Я разозлился и повысил голос:
– Хватит. А если завтра к нам придут и перевернут вверх дном всю контору? В поисках прокламаций или взрывчатки?
– Пусть ищут, – небрежно произнес Моряк.
– А если найдут? – крикнул я.
Миронов зевнул.
– Если найдут, мы немедленно обанкротимся. И всем кредиторам скажем: парни, нас подставили, втянули в политику, ничего не поделаешь. Деньги отдадим после возвращения из ссылки...
– Из Шушенского, – подсказал Моряк.
– Нет, – возразил Миронов. – Лично я – в Разлив. В шалаш, батенька! Тихо, свежий воздух. Но чтобы к моему приезду был броневичок! Я не согласен толкать речь без броневичка.
– Вам весело, – произнес я, – а у меня до сих пор очко играет.
– А у тебя оно всегда играет, – усмехнулся Моряк. – Остынь, босс.
– Я тебе не босс.
– Все равно остынь. Присядь, чайку выпей. Нюхни йода.
Мне вдруг стало хорошо. В одиночку плохо, вдвоем лучше, а когда втроем – иногда бывает совсем хорошо.

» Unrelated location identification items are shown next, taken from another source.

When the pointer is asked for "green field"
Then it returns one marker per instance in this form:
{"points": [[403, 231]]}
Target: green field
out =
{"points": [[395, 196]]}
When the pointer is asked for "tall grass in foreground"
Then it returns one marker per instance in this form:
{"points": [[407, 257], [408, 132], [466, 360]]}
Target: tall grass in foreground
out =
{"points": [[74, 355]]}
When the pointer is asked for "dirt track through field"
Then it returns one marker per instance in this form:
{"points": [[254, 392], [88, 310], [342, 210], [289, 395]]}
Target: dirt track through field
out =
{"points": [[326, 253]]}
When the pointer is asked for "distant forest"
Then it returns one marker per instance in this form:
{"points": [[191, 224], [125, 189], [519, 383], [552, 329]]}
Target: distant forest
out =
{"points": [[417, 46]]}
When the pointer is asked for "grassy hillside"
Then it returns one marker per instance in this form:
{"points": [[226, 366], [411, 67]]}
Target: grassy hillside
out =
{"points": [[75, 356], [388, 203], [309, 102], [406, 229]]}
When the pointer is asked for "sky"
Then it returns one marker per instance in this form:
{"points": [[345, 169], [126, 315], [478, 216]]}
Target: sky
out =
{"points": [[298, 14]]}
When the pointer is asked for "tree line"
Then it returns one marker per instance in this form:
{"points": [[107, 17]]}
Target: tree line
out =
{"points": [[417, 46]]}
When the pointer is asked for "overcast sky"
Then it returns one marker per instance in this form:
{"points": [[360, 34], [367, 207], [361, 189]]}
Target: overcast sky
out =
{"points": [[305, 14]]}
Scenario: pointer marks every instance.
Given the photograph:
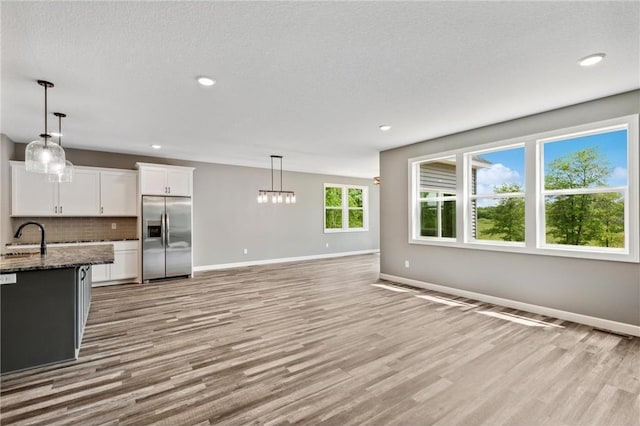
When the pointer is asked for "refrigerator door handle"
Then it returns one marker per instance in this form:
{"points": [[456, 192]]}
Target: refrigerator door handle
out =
{"points": [[168, 228], [163, 229]]}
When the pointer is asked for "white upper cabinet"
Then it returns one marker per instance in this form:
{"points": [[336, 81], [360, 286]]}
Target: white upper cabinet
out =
{"points": [[156, 179], [153, 180], [81, 196], [118, 193], [31, 193], [92, 192]]}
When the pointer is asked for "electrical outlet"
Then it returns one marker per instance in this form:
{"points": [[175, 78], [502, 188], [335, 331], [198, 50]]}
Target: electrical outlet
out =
{"points": [[8, 279]]}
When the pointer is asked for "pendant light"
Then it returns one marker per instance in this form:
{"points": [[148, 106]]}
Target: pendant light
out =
{"points": [[43, 156], [66, 175], [277, 196]]}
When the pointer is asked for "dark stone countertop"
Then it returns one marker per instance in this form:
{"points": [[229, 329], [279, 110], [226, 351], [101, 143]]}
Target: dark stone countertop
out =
{"points": [[37, 243], [57, 257]]}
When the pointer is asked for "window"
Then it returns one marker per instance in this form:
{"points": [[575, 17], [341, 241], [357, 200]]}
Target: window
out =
{"points": [[345, 208], [437, 198], [497, 194], [570, 192], [585, 189]]}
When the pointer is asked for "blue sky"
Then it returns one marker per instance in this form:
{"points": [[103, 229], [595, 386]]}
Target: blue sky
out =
{"points": [[508, 165], [613, 145]]}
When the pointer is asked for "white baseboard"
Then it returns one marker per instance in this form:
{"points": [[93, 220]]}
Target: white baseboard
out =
{"points": [[280, 260], [618, 327]]}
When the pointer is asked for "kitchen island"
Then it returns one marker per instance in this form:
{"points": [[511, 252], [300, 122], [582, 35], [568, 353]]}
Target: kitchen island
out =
{"points": [[45, 302]]}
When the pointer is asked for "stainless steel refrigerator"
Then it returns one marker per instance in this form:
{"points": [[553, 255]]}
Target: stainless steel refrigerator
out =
{"points": [[166, 237]]}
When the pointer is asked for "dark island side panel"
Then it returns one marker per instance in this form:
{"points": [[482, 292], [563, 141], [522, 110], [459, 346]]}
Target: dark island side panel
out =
{"points": [[38, 318]]}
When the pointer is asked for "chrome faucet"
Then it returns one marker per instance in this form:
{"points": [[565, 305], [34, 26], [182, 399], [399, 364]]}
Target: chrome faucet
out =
{"points": [[43, 243]]}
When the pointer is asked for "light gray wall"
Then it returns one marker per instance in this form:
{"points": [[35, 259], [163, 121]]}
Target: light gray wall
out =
{"points": [[228, 219], [603, 289], [6, 152]]}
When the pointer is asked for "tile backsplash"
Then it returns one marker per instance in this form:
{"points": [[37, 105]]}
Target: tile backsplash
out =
{"points": [[67, 229]]}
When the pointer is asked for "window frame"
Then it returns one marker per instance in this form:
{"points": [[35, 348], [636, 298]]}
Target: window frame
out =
{"points": [[469, 197], [345, 208], [535, 227], [440, 199]]}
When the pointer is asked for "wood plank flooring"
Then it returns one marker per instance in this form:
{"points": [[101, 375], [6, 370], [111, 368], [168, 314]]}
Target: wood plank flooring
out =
{"points": [[316, 343]]}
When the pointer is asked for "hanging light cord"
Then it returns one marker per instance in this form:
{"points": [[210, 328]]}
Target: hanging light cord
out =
{"points": [[46, 131], [280, 174]]}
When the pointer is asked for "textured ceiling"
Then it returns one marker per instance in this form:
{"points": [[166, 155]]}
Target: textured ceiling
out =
{"points": [[308, 80]]}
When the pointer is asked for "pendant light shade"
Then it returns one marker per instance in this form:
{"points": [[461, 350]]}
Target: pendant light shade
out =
{"points": [[42, 156], [66, 175], [278, 196]]}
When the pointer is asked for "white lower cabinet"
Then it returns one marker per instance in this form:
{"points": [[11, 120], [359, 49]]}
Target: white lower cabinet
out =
{"points": [[100, 273], [124, 266]]}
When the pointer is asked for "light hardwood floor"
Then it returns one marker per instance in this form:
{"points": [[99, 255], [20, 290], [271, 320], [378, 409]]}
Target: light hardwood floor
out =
{"points": [[316, 343]]}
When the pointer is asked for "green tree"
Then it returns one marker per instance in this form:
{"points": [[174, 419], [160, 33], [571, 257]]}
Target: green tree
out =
{"points": [[573, 219], [508, 215], [608, 219]]}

– Салфетку дать? – осведомился Миронов.
– Зачем?
– Чего-нибудь протрешь.
Я глубоко вдохнул и выдохнул.
– Все видел. Везде был. Все про людей знаю. Но живого подпольщика не видел.

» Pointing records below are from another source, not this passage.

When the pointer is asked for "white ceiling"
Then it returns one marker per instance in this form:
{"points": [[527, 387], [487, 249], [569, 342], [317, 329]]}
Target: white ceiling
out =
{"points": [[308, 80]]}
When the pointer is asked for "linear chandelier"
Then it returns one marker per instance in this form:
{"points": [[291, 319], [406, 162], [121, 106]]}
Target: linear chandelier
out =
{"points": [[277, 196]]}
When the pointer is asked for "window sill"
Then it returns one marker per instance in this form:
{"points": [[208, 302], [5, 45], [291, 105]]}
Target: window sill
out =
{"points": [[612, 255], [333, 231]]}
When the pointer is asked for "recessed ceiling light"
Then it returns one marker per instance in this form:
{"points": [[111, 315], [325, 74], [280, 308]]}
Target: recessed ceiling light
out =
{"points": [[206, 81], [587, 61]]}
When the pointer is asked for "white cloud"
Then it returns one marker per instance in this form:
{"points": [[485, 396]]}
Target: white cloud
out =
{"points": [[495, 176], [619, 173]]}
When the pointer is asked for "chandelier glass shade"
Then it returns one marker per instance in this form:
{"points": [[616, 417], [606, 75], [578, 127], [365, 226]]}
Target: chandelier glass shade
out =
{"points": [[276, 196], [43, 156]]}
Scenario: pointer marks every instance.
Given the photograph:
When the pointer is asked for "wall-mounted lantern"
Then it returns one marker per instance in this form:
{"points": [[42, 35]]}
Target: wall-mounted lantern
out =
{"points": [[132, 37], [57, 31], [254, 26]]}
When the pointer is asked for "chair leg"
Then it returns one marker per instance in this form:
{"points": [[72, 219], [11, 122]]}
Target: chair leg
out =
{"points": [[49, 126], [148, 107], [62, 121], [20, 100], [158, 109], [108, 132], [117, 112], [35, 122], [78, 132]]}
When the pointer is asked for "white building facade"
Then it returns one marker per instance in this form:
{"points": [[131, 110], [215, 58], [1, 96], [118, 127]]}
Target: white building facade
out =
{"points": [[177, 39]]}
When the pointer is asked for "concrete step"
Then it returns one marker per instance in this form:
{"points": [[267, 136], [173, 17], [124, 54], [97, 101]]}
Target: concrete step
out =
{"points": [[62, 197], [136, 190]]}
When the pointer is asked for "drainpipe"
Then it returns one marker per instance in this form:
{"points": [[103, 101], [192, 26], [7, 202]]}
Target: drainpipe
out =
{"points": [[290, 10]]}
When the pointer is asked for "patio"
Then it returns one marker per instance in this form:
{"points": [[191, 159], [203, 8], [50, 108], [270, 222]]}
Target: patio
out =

Моряк покачал головой, посмотрел на Миронова и сказал:
– Опять он за свое.
Миронов развел руками.
– Да. Поза ветерана. А ты думал, что наш босс две не13 дели отдохнет – и изменится?
– Вы о чем?
– О том, что тебе надо прекращать.
– Что прекращать?
– Думать, что ты ветеран всего на свете. «Везде был, все видел» – хватит этого. Скажи, ты до сих пор с собой йод носишь?
Я достал из кармана пузырек, протянул. Миронов отвинтил крышку, потянул носом.
– Больницей повеяло. Родной травматологией города Западная Двина. Я там полгода провалялся. – Миронов еще раз поднес склянку к ноздрям. – Ты говоришь, что все видел. Тюрьма, Чечня, страсти, предательства – круто, Андрей. Но скажи мне вот что: ты знаешь, что это такое, когда ныряешь в воду, и тебя засасывает в трубу коллектора, и гонит по бетонным трубам пятьдесят метров, а с обратной стороны труба извергает водопад, внизу – голые острые камни, и ты, в узел завязанный, – Миронов вывернул локти и шею, – вываливаешься из этой трубы... А там – рыбаки сеть раскинули, и ты в эту сеть заместо рыбы падаешь, с восемью открытыми переломами, и именно эта сеть блядская спасает тебе жизнь? А потом лежишь в гипсе с ног до головы, шесть месяцев, и врачи тебе – тринадцатилетнему – говорят, что ты никогда не сможешь бегать и прыгать? И даже, может быть, ходить? Что быть тебе калекой, инвалидом, хромым уродом? Ты видел свою ногу, синюю, воняющую гноем, замкнутую в аппарат Илизарова?
– Нет, – сказал я. – Этого не видел.
– Значит, ты не все видел. А вот напротив тебя сидит Саша, – тут Саша помахал мне рукой, а Миронов опять занюхал йоду, – он служил в десантуре. Спроси его, что такое прыгать из самолета в четыре потока. Два потока из хвостового люка, один с правого борта и один с левого. Приземлились, а тебе говорят, что красивая местность вокруг тебя называется Нагорный Карабах. Потом выкатывают бобину электрического кабеля толщиной с черенок лопаты, нарезают этот кабель кусками в метр, дают тебе один кусок и приказывают идти усмирять армян и азербайджанцев, причем надо усмирить так, чтобы и тем и другим мало не показалось... Так ведь было, Саша?